As thousands of Americans continue to protest the killing of George Floyd and demand change, Tuesday afternoon marked Spring Hill’s own public demonstration denouncing police brutality.

Hundreds came to Main Street in Spring Hill to stand in solidarity with Floyd and the black community.

Gathered on the corner of Main Street and Campbell Station Parkway, demonstrators of all kinds displayed their signs on high, chanting phrases like “no justice, no peace,” and “black lives matter” as dozens of passing motorists honked in support.

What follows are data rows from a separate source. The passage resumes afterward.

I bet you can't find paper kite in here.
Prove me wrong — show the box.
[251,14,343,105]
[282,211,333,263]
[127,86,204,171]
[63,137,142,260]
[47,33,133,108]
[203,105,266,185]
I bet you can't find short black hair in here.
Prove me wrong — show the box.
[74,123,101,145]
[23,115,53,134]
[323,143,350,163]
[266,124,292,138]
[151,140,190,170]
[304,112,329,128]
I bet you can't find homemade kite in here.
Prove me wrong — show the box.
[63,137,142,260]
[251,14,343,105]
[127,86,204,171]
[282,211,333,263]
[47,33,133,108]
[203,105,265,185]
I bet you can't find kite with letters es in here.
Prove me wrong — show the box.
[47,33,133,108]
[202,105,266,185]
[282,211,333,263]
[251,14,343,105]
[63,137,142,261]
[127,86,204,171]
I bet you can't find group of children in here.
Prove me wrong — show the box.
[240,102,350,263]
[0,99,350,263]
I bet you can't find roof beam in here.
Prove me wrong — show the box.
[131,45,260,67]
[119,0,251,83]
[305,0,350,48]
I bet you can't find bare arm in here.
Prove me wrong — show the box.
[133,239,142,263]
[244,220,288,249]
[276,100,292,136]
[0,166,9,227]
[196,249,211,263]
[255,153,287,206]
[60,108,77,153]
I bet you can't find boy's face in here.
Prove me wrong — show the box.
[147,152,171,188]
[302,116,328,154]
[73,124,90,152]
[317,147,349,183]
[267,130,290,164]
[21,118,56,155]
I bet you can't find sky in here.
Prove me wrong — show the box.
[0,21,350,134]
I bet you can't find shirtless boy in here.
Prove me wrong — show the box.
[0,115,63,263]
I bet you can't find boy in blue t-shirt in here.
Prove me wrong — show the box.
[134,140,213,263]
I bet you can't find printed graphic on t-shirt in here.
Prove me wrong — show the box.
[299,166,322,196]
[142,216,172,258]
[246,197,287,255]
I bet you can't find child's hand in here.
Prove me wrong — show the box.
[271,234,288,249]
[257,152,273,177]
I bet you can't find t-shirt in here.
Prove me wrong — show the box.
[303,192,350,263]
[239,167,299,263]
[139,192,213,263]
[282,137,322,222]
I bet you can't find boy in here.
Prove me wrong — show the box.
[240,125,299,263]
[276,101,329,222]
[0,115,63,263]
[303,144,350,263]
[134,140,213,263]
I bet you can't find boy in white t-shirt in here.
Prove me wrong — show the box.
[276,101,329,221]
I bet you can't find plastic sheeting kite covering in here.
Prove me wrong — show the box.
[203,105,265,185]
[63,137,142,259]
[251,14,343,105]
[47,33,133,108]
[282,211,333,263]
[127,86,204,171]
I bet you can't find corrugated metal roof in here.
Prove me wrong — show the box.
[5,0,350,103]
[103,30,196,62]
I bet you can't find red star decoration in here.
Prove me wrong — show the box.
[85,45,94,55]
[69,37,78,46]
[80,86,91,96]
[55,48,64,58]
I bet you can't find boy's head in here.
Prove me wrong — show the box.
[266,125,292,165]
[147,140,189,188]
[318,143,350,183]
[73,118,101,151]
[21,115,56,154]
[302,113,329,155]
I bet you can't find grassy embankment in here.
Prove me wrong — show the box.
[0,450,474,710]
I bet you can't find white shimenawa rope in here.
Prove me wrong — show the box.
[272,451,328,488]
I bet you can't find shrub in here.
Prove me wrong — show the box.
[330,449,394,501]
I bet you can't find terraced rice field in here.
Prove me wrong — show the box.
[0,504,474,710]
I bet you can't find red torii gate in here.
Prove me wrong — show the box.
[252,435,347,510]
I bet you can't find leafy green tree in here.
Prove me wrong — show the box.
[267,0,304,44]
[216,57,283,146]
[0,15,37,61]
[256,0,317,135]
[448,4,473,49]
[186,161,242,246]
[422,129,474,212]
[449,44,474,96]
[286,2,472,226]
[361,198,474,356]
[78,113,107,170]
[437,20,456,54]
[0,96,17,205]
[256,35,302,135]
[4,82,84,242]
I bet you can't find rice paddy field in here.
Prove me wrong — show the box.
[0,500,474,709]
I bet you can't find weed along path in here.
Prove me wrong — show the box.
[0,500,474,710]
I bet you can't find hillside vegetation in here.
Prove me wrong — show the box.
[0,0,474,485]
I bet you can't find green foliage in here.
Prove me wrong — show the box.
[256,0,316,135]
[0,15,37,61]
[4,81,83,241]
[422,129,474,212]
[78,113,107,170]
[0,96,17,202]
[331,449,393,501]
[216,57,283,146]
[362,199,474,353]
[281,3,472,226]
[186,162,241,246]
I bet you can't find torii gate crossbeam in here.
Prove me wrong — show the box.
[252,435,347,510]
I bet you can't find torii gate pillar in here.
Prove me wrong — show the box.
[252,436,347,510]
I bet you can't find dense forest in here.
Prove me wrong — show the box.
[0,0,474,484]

The killing of George Floyd

As millions of Americans have now seen on video, Floyd was killed on May 25 by a Minneapolis police officer after the officer pinned his neck down for nearly nine minutes straight. Coming on the heels of other killings of black Americans such as Ahmaud Arbery and Breonna Taylor, Floyd’s death has sparked outrage and protests across the country.

“I can’t breathe”

“I can’t breathe” were among the last words ever spoken by Floyd as he pleaded with the officer for his life. As the officer continued to pin his knee on his neck, Floyd cried out for his mother.

Columbia resident Dimarco Williams, who spoke during the demonstration Tuesday, shared his interpretation of what Floyd may have been feeling during his final moments.

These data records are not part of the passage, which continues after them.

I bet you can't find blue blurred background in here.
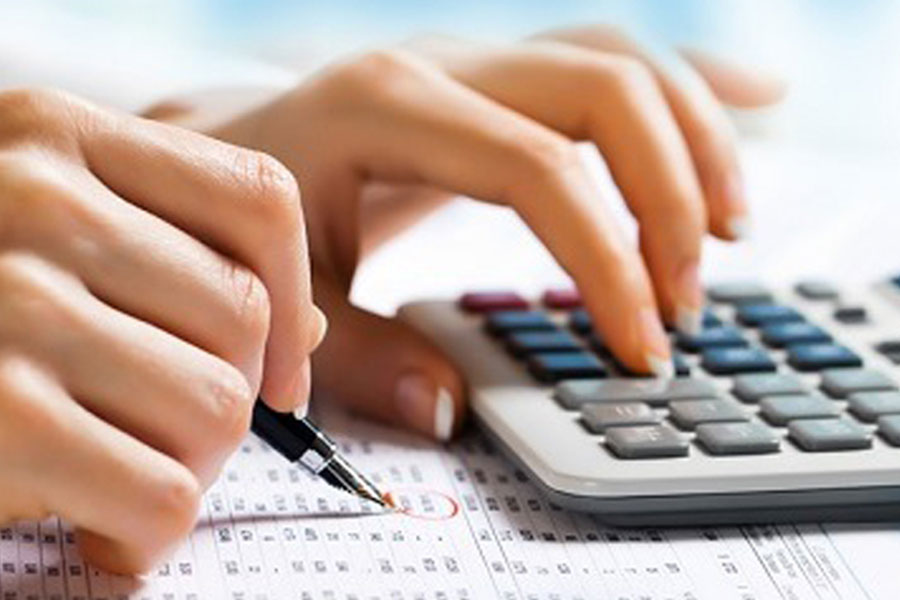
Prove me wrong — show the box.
[0,0,900,148]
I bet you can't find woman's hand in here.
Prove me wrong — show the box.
[0,91,324,572]
[206,27,780,438]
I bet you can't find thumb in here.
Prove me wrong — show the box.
[680,48,787,108]
[313,282,465,441]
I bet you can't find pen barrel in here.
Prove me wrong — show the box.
[251,400,337,474]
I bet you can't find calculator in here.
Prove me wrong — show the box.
[399,277,900,526]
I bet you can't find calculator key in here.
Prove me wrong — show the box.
[822,369,897,398]
[581,402,660,433]
[484,310,557,335]
[760,321,831,348]
[569,308,594,335]
[788,419,872,452]
[878,415,900,446]
[506,331,581,358]
[832,304,869,325]
[700,348,775,375]
[794,279,838,300]
[697,422,781,454]
[732,373,809,402]
[847,391,900,423]
[554,378,716,410]
[528,352,606,383]
[787,344,862,371]
[759,394,841,425]
[459,291,528,313]
[541,288,581,310]
[676,325,747,352]
[736,304,803,327]
[707,282,772,304]
[669,400,749,429]
[606,425,688,458]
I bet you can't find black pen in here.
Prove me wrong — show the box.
[251,399,394,508]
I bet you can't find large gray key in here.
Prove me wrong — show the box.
[555,378,716,410]
[732,373,808,402]
[581,402,660,433]
[697,422,781,454]
[847,391,900,423]
[788,419,872,452]
[759,394,840,425]
[669,400,748,429]
[878,415,900,446]
[822,369,897,398]
[606,425,688,458]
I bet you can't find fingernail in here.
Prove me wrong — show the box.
[728,214,750,240]
[309,304,328,352]
[675,260,703,335]
[640,308,674,377]
[394,373,453,441]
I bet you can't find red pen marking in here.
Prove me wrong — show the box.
[385,487,459,521]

“Just look around; nobody had to come out here at all,” Williams said. 

“Everybody got up this morning and made the decision [to] go do this, because guess what: it could have been your son. This man cried for his mom. When a grown man cries for his mom, that's serious.”

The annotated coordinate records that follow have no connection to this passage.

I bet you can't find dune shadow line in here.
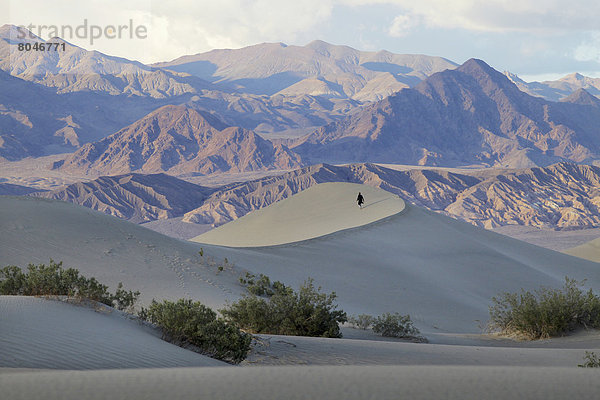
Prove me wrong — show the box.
[362,197,391,208]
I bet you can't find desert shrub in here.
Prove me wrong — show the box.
[0,259,140,310]
[220,279,347,337]
[373,313,420,338]
[577,351,600,368]
[240,272,289,297]
[489,278,600,339]
[138,299,252,363]
[348,314,375,330]
[111,282,140,312]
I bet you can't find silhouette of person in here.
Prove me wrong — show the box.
[356,192,365,208]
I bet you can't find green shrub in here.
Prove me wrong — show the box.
[0,260,140,310]
[373,313,420,338]
[577,351,600,368]
[348,314,375,330]
[488,278,600,339]
[220,279,347,337]
[139,299,252,363]
[111,282,140,313]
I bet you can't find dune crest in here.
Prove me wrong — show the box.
[191,183,405,247]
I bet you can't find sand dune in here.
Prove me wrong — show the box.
[563,239,600,263]
[191,183,404,247]
[242,328,600,368]
[0,296,228,369]
[196,185,600,333]
[0,197,243,308]
[0,366,600,400]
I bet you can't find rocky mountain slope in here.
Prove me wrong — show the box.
[33,174,214,223]
[0,70,173,160]
[55,106,301,175]
[291,59,600,168]
[36,159,600,230]
[504,72,600,101]
[183,163,600,229]
[153,40,456,101]
[0,25,212,98]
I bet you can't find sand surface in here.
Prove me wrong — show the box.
[0,196,244,308]
[0,366,600,400]
[563,239,600,263]
[191,183,405,247]
[0,186,600,399]
[199,205,600,334]
[0,296,228,369]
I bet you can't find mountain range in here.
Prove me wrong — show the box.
[290,59,600,168]
[153,40,457,101]
[183,163,600,230]
[38,158,600,230]
[32,174,214,223]
[54,105,301,175]
[504,72,600,101]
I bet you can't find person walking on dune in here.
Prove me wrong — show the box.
[356,192,365,208]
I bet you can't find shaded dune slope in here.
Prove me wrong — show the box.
[192,183,404,247]
[196,186,600,333]
[0,296,227,369]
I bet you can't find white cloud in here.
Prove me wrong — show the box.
[388,15,417,37]
[340,0,600,32]
[0,0,600,62]
[573,32,600,62]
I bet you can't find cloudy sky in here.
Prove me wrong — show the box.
[0,0,600,80]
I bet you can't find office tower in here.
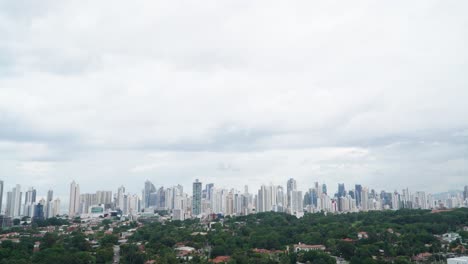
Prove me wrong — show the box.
[0,181,2,215]
[414,192,427,209]
[142,180,156,208]
[68,181,80,217]
[78,193,97,213]
[52,198,60,217]
[192,179,202,215]
[322,183,327,194]
[291,190,304,214]
[96,191,112,205]
[23,187,37,217]
[338,183,346,198]
[354,184,362,207]
[116,186,125,210]
[6,184,22,217]
[44,190,54,218]
[361,187,369,211]
[205,183,214,200]
[276,185,286,212]
[127,194,140,214]
[33,201,45,221]
[286,178,297,208]
[257,185,271,212]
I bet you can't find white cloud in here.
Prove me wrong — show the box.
[0,1,468,200]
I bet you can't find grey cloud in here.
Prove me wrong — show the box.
[0,0,468,199]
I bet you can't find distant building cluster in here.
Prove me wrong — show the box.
[0,178,468,225]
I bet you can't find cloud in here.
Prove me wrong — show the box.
[0,1,468,200]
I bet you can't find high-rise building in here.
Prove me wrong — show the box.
[322,183,327,194]
[115,186,125,210]
[0,181,3,215]
[68,181,80,217]
[291,190,304,214]
[354,184,362,207]
[23,187,37,217]
[44,190,54,218]
[361,187,370,211]
[338,183,346,198]
[192,179,202,215]
[142,180,156,208]
[205,183,214,200]
[33,201,45,221]
[286,178,297,208]
[6,184,22,217]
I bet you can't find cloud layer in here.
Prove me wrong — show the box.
[0,1,468,200]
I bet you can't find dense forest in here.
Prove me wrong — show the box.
[0,208,468,264]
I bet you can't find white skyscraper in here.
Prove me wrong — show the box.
[0,181,3,215]
[286,178,297,209]
[52,198,60,216]
[6,184,22,217]
[68,181,80,217]
[116,186,125,210]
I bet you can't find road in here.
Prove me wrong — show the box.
[114,245,120,264]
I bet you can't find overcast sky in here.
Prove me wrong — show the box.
[0,0,468,202]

Williams continued, visibly disturbed by the scene he was describing.

“His mom has been dead for two years, so by him calling on her, you know what I thought,” Williams posed. “He was on his way. He was on his way, and he was letting his mom know, 'I'm coming.' If you don't see nothing wrong with that, something has got to be wrong with you.”

As Williams continued to speak, a passing motorist on Main Street shouted “bullshit!”

“See, that's what I'm talking about — block that out,” Williams said. 

“If it would have been a black man officer on a white guy, I'd still be out here! Like I said, I love everybody; black lives matter, white lives matter, we've got to quit being about this race thing."

"So to have these youngsters out here, this is beautiful. These young ones right here, they're the ones that are going to be the next police officers, judges, everything, so we don't want to breed hate into them — we can't.”

Dez Edmundson, another speaker at the demonstration, could be seen lying on the ground with his hands behind his back — a pose reminiscent of Floyd’s last moments. A second participant would lie down alongside Edmundson, assuming the same position.

Before too long, dozens of participants would do the same, creating a line of demonstrators lying on their face along Main Street, all of them chanting “I can’t breathe.”

One person in attendance, Spring Hill resident Milton Prowell, was no stranger to the fight for equality and civil rights.

“I attended Martin Luther King's funeral in 1968,” Prowell said. “I had just turned 21 and bought a new car, and I was fortunate enough to go down to his funeral. To see what happened then, and then come back to Tennessee and see the same thing here... it hurts. But things have changed. You’ve got to have unity; [you’ve got to] live and let live.”